I made sure when my own children came along they knew they were loved and wanted, even the unplanned one, who was never told she was unplanned. They got kisses and hugs and nicely spoken to, encouraged and praised.
I’m so sorry Elaine. I relate to this deeply - being told you are hated and unwanted from such a formative age is devastating to our sense of self worth and it takes so much work and strength to find solid ground as an adult. Really glad to hear you’ve found peace and created your own family with love and belonging at the heart. I hope you know that you’re perfect, and you’re wanted, and you’re loved. And I’m very glad you’re here x
I'm so sorry that you experienced this. Well done on working so hard to break the cycle and not pass that generational trauma on to your children. It's a heavy thing to need to do - I hope you're proud of how hard you've worked to do it. So many of us in the same situation see you and admire you.

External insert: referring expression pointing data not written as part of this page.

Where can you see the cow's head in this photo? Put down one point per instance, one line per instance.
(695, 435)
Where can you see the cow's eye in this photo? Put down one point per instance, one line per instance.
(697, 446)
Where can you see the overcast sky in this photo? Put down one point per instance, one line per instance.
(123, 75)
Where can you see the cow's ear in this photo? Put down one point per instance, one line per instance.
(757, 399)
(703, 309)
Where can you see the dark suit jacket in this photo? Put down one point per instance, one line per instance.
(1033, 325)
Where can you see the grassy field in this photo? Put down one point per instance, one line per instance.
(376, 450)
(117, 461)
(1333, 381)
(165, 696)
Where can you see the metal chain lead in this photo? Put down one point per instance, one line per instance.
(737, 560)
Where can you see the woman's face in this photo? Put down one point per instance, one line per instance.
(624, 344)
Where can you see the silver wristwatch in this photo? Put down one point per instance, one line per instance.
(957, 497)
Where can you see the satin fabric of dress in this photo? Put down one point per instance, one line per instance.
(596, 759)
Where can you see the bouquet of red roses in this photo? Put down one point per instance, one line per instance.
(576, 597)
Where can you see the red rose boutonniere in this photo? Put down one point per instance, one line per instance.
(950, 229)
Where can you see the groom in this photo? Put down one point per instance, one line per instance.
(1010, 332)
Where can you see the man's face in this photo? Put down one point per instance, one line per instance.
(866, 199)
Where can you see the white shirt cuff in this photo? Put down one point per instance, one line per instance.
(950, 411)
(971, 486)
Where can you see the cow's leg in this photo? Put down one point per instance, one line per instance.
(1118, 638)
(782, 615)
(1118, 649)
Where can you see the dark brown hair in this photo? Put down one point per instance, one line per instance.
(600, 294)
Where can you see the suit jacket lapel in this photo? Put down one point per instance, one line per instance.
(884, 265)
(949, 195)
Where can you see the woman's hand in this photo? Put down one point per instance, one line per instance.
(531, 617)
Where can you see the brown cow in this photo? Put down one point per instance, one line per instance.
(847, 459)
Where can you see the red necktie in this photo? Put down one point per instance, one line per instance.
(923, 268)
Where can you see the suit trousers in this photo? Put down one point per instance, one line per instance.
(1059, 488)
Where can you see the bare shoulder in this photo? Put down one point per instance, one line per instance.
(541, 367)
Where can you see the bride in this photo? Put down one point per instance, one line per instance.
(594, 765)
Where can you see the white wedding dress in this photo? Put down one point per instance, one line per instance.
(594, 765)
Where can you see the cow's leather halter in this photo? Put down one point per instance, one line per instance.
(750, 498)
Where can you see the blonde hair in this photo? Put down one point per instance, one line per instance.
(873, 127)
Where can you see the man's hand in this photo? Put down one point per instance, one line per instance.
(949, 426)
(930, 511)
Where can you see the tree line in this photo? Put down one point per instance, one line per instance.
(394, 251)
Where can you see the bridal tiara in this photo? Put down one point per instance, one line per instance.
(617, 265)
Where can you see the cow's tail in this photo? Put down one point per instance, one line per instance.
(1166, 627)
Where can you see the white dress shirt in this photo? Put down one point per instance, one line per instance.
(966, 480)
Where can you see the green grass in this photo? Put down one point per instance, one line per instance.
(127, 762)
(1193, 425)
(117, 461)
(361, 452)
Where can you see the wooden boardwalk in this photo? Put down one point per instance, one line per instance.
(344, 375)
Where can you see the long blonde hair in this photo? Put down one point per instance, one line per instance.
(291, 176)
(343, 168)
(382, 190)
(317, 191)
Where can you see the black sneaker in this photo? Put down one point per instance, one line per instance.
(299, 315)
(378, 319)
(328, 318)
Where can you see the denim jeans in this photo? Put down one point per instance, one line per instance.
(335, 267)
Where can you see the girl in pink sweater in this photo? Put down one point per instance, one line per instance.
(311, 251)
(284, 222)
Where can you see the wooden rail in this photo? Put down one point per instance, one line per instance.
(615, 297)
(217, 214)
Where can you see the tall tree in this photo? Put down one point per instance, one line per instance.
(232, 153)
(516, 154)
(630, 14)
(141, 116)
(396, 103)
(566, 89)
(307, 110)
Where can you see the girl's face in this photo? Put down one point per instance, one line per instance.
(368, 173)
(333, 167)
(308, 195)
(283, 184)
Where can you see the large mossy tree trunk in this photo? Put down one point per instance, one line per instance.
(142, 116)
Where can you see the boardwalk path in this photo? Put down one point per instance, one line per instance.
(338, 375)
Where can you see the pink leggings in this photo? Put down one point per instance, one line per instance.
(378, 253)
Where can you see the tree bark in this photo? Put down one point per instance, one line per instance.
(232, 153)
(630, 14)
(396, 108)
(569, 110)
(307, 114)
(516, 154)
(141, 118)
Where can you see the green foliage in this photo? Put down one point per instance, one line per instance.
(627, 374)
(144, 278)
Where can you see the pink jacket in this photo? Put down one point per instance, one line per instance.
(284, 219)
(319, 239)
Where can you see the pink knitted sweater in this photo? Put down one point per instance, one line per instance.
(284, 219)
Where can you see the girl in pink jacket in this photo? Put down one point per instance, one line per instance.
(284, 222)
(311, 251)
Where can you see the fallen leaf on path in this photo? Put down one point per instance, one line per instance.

I was pulled aside by a teacher in high school and told that the friendships I had with the boys in my class (I got along way better with boys!) was detrimental to my learning and I should end those friendships. Fast track 17 years later, and I have been married to “one of those boys” for 10 years and he has encouraged and supported me through all my studies and education goals!
Eep, I wish I'd tried to write my own answer before asking this actually, because now I'm realising this is kind of HARD to respond to. Note to self about content creation - always road test it yourself first! 🙈😂
For the longest time I've carried around a terror of the label of "weird". It was crippling me through my teens, twenties and early 30s - growing up my sister called me it frequently, and to me it meant I was failing at life. Failing at belonging, at being 'normal' and right and wanted and good. My self-weirdness radar was in constant overdrive scanning mode - picking up on all those tiny moments of social interaction where I could tell I'd misstepped or and beating myself up (both figuratively and sometimes literally) afterwards for hours on end. Which, if you think about it, is pretty effing weird 🤡.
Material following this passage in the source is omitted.